To foolish niceness lend not any ear;
He doubts Salvation that's possest with fear.
Scarce had he spoke,
But from 'em broke
An universal shout which reach'd the sky;
Each grac'd the cause
With high applause,
And all pronounc'd he presently should dye.

49

The happy Convert, happy more to be
The blest discoverer of the villany,
By God directed, bent his steps that way,
And unseen heard,
What most he fear'd,
The Consult of that bloody day.
Amaz'd with fear,
Not daring now to stay,
Fore-warn'd by that, which he had heard 'em say:
To shun the stroak they promis'd was so near,
He moves, and left the Diabolick Consult there.

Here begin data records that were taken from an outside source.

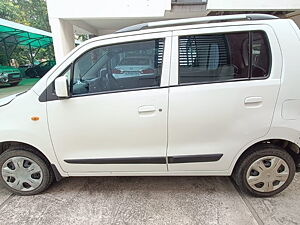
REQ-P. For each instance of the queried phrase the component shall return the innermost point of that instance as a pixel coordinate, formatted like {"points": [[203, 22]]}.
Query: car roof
{"points": [[183, 27]]}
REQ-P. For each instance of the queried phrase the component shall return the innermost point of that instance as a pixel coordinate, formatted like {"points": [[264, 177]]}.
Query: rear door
{"points": [[223, 95]]}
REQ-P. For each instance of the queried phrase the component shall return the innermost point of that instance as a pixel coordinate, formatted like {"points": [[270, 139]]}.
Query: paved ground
{"points": [[147, 200], [24, 85]]}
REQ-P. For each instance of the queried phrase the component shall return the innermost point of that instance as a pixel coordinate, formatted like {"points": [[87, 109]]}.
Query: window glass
{"points": [[119, 67], [260, 55], [210, 58]]}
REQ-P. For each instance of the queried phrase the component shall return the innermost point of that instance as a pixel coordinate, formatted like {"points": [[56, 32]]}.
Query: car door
{"points": [[116, 119], [223, 94]]}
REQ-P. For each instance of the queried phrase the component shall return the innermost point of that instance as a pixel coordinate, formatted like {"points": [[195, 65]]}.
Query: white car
{"points": [[223, 100]]}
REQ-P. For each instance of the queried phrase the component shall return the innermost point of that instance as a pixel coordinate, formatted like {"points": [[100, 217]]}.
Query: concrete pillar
{"points": [[63, 37]]}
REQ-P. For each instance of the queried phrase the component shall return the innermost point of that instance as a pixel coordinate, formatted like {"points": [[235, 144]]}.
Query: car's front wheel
{"points": [[265, 171], [23, 172]]}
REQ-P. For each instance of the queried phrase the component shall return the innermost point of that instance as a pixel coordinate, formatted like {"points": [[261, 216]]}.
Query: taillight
{"points": [[115, 71], [147, 71]]}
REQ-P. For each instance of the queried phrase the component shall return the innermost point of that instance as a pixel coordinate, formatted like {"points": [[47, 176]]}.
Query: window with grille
{"points": [[223, 57]]}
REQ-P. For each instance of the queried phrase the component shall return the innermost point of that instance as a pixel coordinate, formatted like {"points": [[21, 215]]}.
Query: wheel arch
{"points": [[4, 146], [289, 146]]}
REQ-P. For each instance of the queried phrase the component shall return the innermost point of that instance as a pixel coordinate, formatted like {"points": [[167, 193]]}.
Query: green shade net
{"points": [[15, 36]]}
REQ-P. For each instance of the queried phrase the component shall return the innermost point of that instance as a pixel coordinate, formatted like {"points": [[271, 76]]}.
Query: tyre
{"points": [[265, 171], [23, 172]]}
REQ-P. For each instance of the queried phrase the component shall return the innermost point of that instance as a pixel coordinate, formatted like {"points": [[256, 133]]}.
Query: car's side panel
{"points": [[119, 131], [214, 118]]}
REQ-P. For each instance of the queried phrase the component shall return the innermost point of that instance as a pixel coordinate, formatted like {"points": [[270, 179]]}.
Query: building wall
{"points": [[241, 5], [107, 9]]}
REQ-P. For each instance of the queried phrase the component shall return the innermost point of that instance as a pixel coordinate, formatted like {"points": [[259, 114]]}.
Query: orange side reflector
{"points": [[35, 118]]}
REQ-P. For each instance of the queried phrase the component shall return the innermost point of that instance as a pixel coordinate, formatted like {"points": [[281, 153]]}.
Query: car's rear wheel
{"points": [[264, 171], [23, 172]]}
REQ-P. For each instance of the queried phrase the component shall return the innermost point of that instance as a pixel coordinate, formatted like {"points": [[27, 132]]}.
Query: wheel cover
{"points": [[22, 174], [267, 174]]}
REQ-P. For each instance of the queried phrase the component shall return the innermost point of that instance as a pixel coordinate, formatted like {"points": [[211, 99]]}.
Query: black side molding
{"points": [[194, 158], [149, 160], [136, 160]]}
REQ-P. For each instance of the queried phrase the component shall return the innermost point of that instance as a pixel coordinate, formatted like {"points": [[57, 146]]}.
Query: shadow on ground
{"points": [[149, 200]]}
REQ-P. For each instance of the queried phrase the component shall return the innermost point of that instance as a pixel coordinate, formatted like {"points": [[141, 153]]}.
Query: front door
{"points": [[116, 118]]}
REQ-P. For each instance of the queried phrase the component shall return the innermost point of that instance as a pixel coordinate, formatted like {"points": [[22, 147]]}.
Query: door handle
{"points": [[146, 109], [250, 100], [253, 102]]}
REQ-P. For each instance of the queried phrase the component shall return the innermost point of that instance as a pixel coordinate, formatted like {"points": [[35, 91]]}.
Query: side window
{"points": [[211, 58], [119, 67], [260, 55]]}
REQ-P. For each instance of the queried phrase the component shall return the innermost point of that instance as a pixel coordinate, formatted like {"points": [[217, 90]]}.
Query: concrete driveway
{"points": [[149, 200], [146, 200]]}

All-seeing Heav'n, the best and blest abode
Of an all-knowing all-forgiving God,
Sends from above a glitt'ring glorious ray,
To mark our paths out in the open day,
And gloomy night, lest we should go astray.
From Wolves and Bears that hourly wait for blood,
From those who never were nor can be good,
He still defends us; Heav'n has put Armor on,
Which still preserves our Monarch on the Throne,
And guards us all,—
From that foul Whorish beast of Babylon.